[DOSSIER] Économie : le grand chantier

Séverine Blaise questionne le découpage par thématique du plan S2R, qui ne permet pas de considérer leurs interactions. Selon elle, l’économique devrait être subordonné au social, et le social à un projet de société, dont devrait résulter l’architecture institutionnelle. (© Archives A.-C.P.)

Le système économique n’a pas produit les effets escomptés. Si « des progrès ont été réalisés en termes de rééquilibrage », de fortes inégalités persistent, auxquelles le futur projet de société devra s’attaquer.

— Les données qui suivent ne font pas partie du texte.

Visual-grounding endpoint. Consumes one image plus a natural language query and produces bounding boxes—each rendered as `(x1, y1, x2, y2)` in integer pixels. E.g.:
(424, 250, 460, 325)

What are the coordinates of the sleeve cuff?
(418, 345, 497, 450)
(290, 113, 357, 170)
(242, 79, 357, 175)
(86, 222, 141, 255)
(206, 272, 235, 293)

C’est le modèle de développement poursuivi et la structure même de l’économie qui posent problème, héritière d’un fonctionnement de comptoir colonial, entretenant « de fortes dépendances et les mécanismes sous-jacents à la cherté de la vie », analyse Séverine Blaise, maîtresse de conférences en économie politique à l’Université de la Nouvelle-Calédonie. En conséquence, si « des progrès ont été réalisés en termes de rééquilibrage, les populations océaniennes restent marginalisées ».

En vue de répondre à ces échecs et aux difficultés rencontrées, la première étape consisterait à définir un projet de société, considère Séverine Blaise, dont découleraient les orientations en termes de politique économique. Le cadre ? Un développement plus soutenable reposant, en partie, sur les fondements de l’économie sociale et solidaire ainsi que sur la valorisation du patrimoine. Également, « la question de la place de l’économie domestique kanak dans le mode de répartition de la richesse mérite d’être discutée ». La priorité ? La poursuite d’objectifs de « justice sociale et de réduction des inégalités, de renforcement de la protection sociale et des mécanismes de solidarité ».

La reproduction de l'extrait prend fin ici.